杨氏一巴掌抡过去,紧跟着便看向自己的手,然后将儿子搂在怀里,“糊涂话!你表姑这不是才查着呢吗?是谁不是谁还不定呢。乖!听话。你爹就剩下你和你妹妹了,咱们家只剩下你一个男子汉了,你要是有个三长两短,娘和你妹妹怎么办?听话!听话!”

孙武成呜咽了一嗓子,赶紧把这声音给咽下去了,他是男子汉,不能哭。一边被娘抱着,他一边抬起头来看向林雨桐,“表姑,我爹……您会查清的,对吧?芳姑姑没道理杀我爹,对吧?”

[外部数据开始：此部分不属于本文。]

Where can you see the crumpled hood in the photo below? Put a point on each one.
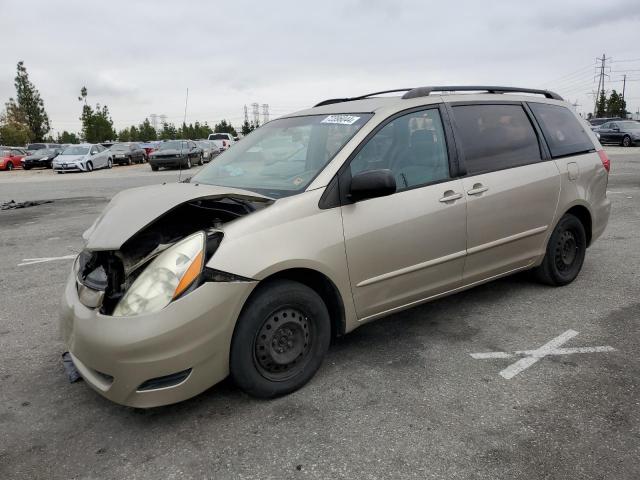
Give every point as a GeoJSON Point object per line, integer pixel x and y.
{"type": "Point", "coordinates": [69, 158]}
{"type": "Point", "coordinates": [131, 210]}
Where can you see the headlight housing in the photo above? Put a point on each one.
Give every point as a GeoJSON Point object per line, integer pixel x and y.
{"type": "Point", "coordinates": [167, 277]}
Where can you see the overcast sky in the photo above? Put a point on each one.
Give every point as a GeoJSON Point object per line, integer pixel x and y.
{"type": "Point", "coordinates": [139, 57]}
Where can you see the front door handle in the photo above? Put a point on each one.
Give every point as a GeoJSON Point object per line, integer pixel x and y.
{"type": "Point", "coordinates": [450, 196]}
{"type": "Point", "coordinates": [477, 189]}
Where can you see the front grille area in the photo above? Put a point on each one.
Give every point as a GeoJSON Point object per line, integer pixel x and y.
{"type": "Point", "coordinates": [164, 382]}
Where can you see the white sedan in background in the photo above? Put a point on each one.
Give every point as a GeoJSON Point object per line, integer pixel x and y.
{"type": "Point", "coordinates": [83, 158]}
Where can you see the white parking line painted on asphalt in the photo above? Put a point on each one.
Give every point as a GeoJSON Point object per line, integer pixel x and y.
{"type": "Point", "coordinates": [533, 356]}
{"type": "Point", "coordinates": [33, 261]}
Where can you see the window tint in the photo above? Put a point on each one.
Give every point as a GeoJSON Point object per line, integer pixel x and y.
{"type": "Point", "coordinates": [413, 147]}
{"type": "Point", "coordinates": [495, 137]}
{"type": "Point", "coordinates": [562, 130]}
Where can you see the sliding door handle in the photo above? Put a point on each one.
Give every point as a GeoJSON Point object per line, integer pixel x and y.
{"type": "Point", "coordinates": [450, 196]}
{"type": "Point", "coordinates": [477, 189]}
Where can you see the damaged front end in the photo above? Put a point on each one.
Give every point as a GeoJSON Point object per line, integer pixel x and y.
{"type": "Point", "coordinates": [164, 259]}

林雨桐没言语,只看被放下的芳姑姑,然后看向孙秀云,“她有三个月的身孕了,你们知道吗?”

孙秀云躲闪了一下,而后点头,“一个多月之前,我娘就知道了。我娘舍不得,觉得是自家的血脉,不要太可惜。可是要吧……刚开始二弟不同意。后来不知道怎么的就同意了,说是过段时间显怀了给送到庄子上去,等生下来,不管是男是女,就说是宗室谁家在外面的孩子,我娘给抱回来给养着便是。不缺孩子一口饭吃,还叫芳姑姑给孩子当乳娘。”

若是如此,芳姑姑有什么理由杀了孙重海再自杀呢?

觉得不能给她名分给孩子名分?

扯淡!要真是这样,在哪里不能杀,偏在这个节骨眼上杀了?!

正说着呢,王大山过来了,低声道:“有几个禁卫军的将领都说,见过这位二爷前晚在宿营地的林子里。他们不是一组巡查的!”

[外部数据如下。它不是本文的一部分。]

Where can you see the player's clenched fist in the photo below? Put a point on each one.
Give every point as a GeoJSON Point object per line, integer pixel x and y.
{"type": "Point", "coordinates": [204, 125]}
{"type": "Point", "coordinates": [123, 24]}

不是一组,证明时间不一样,但不一样的时间里碰见孙重海,那就证明他在林子里的时间很长了。

等人?还是有事?“每次他都说是如厕,有些闹肚子,味儿太大……”

所以,当时没人怀疑。如果昨晚不盘问,谁都不会觉得这个有什么可疑的。

而昨晚孙重海的说法是,前晚他喝醉了,醉到天亮才醒。小厮们说的不是假话,他们确实是喝了酒之后睡了,但这酒一定是有问题的。

“酒坛呢?”

王大山低声道:“巧了,被人洗涮之后当成装水的罐子了。”

这也正常。

可孙重海昨晚的行为就不正常了。他是脑子简单,但不傻。他前晚明明在林子里还被碰人撞见了,那么细密的查下来,他不可能不露馅。明知道会露馅,他在昨晚的问询的时候他还坚称他喝醉了。然后回来之后竟然愚蠢的没发现他的话漏洞百出,根本就瞒不住。然后回来还有心情喝酒,短时间内喝了大量的酒,之后又跟芳姑姑干那事,然后两人有了争执,女人趁着醉酒的男人无法反抗,用簪子插|进了男人的眼睛和脖子,将人杀死,然后自杀?

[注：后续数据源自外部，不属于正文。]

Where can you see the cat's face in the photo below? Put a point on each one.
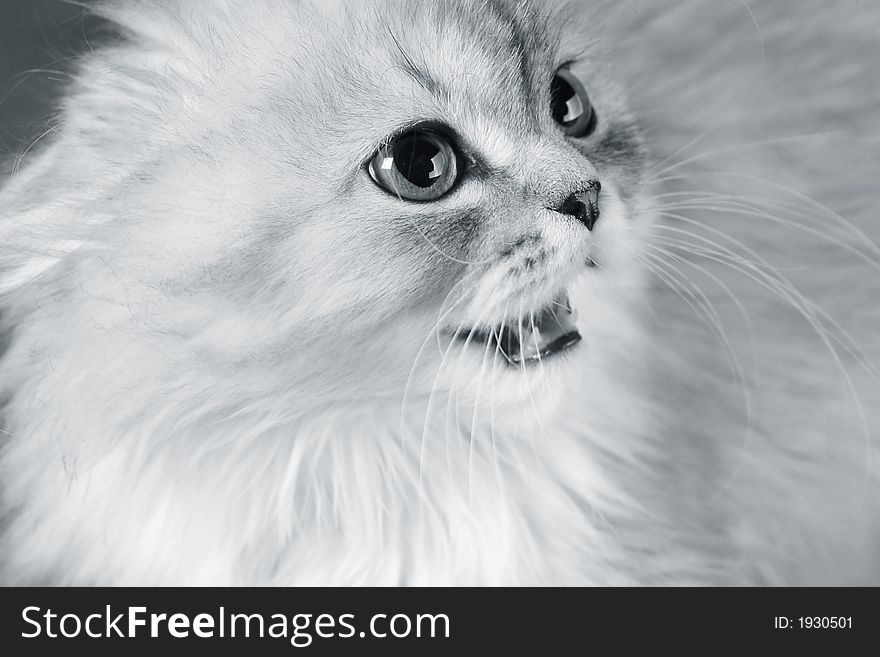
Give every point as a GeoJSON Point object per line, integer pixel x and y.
{"type": "Point", "coordinates": [407, 194]}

那样的簪子扎进眼睛容易,可扎进喉咙,一般的女人可也办不到。同时扎进去更不可能,除非有一些功夫,否则一般人都办不到。所以,这必然是一前一后扎进去。先扎进眼睛?不可能!那样的疼痛对方不可能不叫疼。除非是先用簪子扎进了喉咙几乎要了对方的命的情况下,才扎在了眼睛上。

为什么要这么费事?因为杀人者在掩盖她会功夫的事实。扎进去了想起来了,以芳姑姑的能耐是办不到这么利索的。所以她补了那么一下,却成了欲盖弥彰。

林雨桐回头又去看芳姑姑的尸首,“男人都背过身去。”

她要检查下|身。

下|身倒是真有痕迹!如此说来,跟孙重海欢好之人就是她。

那是在她才离开隐藏的人就进去杀了孙重海吗?还是说她其实跟杀人者是一伙的!以昨晚的戒严程度,有人隐藏起来不容易,除非此人跟芳姑姑是一伙的。

那么,这个杀人者是男是女可就不好判断了。不过再细查芳姑姑接触过的人,总也有收获。不过这人九成九就是平王府里的。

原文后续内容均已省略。